To compute \operatorname{P}^{S}(S_{T} > K), we know that B_{t}^{S} = B_{t} - \int_{0}^{t} \left(\frac{\mathop{}\!\mathrm{d}\mathcal{E}^{S}}{\mathcal{E}^{S}}\right) (\mathop{}\!\mathrm{d}B) = B_{t} + (\lambda - \sigma) t is a Brownian motion under \operatorname{P}^{S}. Thus, \frac{\mathop{}\!\mathrm{d}S}{S} = (r + \sigma^{2}) \mathop{}\!\mathrm{d}t+ \sigma \mathop{}\!\mathrm{d}B^{S}. We can follow the steps in Example 4 to conclude that \operatorname{P}^{S}(S_{T} > K) = N(d_{1}), where d_{1} = \frac{\ln(S / K) + \left(r + \frac{1}{2} \sigma^{2}\right) T}{\sigma^{2} T}.
To price a European put option we can proceed in a similar way.

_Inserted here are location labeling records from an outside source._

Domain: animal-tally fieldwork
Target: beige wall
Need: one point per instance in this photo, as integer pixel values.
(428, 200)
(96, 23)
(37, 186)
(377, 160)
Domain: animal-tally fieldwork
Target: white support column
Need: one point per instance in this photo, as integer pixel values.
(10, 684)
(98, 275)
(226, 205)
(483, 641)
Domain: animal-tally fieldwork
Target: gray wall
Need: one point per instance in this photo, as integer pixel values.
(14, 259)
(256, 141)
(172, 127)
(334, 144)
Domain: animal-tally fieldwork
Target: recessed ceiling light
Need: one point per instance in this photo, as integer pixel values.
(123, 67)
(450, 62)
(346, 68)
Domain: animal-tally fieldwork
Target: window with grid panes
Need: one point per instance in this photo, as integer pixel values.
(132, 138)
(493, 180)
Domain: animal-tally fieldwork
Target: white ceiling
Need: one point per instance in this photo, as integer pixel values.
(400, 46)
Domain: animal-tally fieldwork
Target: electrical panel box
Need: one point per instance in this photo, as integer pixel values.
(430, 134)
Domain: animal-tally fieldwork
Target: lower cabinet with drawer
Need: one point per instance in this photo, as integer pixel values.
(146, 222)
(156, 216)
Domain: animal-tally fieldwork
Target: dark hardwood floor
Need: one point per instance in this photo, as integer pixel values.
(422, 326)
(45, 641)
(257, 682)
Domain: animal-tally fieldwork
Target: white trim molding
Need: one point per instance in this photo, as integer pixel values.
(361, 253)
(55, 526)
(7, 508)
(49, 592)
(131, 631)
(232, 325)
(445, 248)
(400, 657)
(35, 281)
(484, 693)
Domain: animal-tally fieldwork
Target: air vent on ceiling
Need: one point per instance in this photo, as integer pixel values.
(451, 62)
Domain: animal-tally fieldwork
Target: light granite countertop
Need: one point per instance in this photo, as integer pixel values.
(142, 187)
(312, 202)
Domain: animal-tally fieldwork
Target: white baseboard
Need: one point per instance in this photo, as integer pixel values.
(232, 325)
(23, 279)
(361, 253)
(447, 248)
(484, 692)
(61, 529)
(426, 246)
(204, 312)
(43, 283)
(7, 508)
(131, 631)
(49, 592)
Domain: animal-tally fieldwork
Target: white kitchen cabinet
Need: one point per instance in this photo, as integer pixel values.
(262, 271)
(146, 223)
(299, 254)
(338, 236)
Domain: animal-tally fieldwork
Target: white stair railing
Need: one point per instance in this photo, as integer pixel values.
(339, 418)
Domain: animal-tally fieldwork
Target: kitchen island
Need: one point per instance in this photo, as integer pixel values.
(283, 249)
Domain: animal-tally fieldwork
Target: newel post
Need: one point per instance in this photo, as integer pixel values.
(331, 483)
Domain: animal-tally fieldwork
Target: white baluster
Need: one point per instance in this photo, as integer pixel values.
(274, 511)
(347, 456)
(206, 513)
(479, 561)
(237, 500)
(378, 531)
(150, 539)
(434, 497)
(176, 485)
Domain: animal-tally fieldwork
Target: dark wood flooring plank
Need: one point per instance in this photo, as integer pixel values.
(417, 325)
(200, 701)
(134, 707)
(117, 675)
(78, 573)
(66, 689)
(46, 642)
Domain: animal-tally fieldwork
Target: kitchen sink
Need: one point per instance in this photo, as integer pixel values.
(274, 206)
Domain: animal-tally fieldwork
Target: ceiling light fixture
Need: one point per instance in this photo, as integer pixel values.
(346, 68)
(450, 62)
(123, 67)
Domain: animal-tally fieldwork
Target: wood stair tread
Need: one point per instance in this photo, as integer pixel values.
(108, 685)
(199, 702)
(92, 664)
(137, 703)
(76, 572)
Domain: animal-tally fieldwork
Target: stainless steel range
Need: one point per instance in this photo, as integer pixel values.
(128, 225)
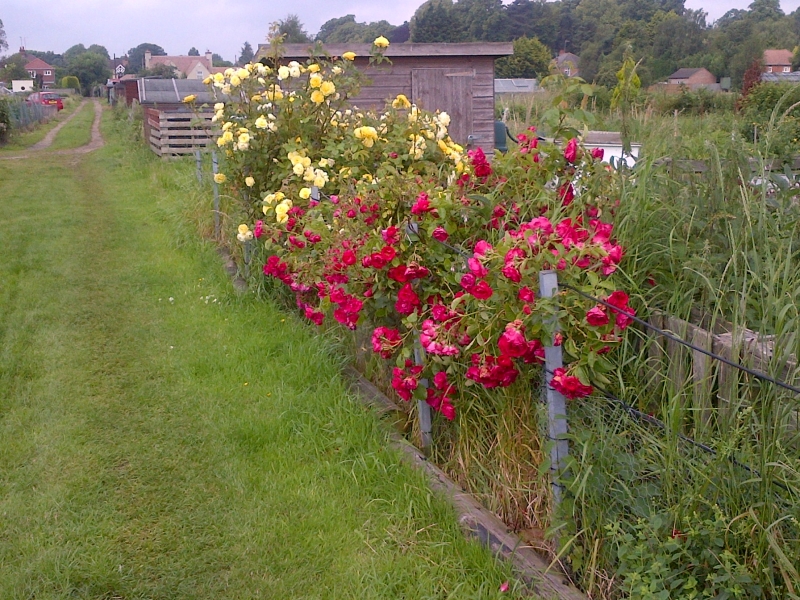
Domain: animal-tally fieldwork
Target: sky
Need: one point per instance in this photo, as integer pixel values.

Remember that a European put option gives it’s buyer the right but not the obligation to sell an asset for a pre-determined price K at a future date T. Therefore, the payoff of the European put at maturity is \text{Put Payoff} = K \mathbf{1}_{\{S_{T} < k\}} - S_{T} \mathbf{1}_{\{S_{T} < k\}}. The price P_{0} of the put today is then given by P_{0} = K e^{-r T} \operatorname{P}^{*}(S_{T} < K) - S \operatorname{P}^{S}(S_{T} < K). Thus, \operatorname{P}^{*}(S_{T} < K) = 1 - N(d_{2}) = N(- d_{2}) and \operatorname{P}^{S}(S_{T} < K) = 1 - N(d_{1}) = N(- d_{1}). We can summarize these results in the following property.
Partial Differential Equations in the Black-Scholes Model
The Black-Scholes formula was originally derived as the solution of a partial differential equation (PDE). It is indeed the case that any asset in the Black-Scholes model must satisfy the same PDE. Consider a derivative V that pays f(S_{T}) at time T.

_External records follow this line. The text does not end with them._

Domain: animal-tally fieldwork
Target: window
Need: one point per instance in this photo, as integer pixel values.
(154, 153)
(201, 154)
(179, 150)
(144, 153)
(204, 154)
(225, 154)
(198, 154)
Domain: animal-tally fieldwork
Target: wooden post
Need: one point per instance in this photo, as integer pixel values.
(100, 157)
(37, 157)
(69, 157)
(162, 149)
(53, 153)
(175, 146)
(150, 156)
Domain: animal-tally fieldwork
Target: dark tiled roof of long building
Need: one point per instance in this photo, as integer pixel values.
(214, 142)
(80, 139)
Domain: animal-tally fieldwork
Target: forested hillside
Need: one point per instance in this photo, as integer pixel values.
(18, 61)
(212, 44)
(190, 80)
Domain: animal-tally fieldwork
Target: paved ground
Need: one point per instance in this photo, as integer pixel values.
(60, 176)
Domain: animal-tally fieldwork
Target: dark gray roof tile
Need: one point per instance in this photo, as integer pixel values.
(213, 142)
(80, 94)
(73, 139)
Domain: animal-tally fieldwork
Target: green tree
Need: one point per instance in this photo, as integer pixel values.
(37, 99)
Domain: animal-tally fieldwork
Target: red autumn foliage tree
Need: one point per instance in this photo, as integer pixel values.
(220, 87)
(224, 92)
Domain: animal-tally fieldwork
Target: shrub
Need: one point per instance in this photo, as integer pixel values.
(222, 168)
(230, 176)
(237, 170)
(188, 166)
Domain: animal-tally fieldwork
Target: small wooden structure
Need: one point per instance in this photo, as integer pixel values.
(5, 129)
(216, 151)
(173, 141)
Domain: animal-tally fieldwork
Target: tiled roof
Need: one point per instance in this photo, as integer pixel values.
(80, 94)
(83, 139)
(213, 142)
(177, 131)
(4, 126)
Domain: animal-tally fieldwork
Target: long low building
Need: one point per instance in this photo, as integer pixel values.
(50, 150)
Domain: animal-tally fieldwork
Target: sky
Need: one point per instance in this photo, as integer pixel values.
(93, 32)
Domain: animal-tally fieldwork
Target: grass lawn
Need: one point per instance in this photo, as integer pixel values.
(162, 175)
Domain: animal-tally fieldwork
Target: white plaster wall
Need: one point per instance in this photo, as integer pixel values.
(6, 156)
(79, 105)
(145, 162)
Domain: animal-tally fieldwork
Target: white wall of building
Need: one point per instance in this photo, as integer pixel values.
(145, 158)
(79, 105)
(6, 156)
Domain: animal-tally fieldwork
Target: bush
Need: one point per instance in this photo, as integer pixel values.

If V is a function of S and t, then Ito’s lemma implies that \begin{aligned} dV & = \frac{\partial V}{\partial S} dS + \frac{1}{2} \frac{\partial^{2} V}{\partial S^{2}} (dS)^{2} + \frac{\partial V}{\partial t} dt \\ & = \left( r S \frac{\partial V}{\partial S} + \frac{1}{2} \sigma^{2} S^{2} \frac{\partial^{2} V}{\partial S^{2}} + \frac{\partial V}{\partial t} \right) dt + \sigma S \frac{\partial V}{\partial S} dB^{*}. \end{aligned} Equation (3) then implies that any derivative written on S must satisfy the following partial differential equation r S \frac{\partial V}{\partial S} + \frac{1}{2} \sigma^{2} S^{2} \frac{\partial^{2} V}{\partial S^{2}} + \frac{\partial V}{\partial t} = r V. It is in theory possible to solve the partial differential equation subject to a terminal value to price any derivative like a European call or put option written on the stock. In practice, it is easier to use a change of measure to find the value of the derivative.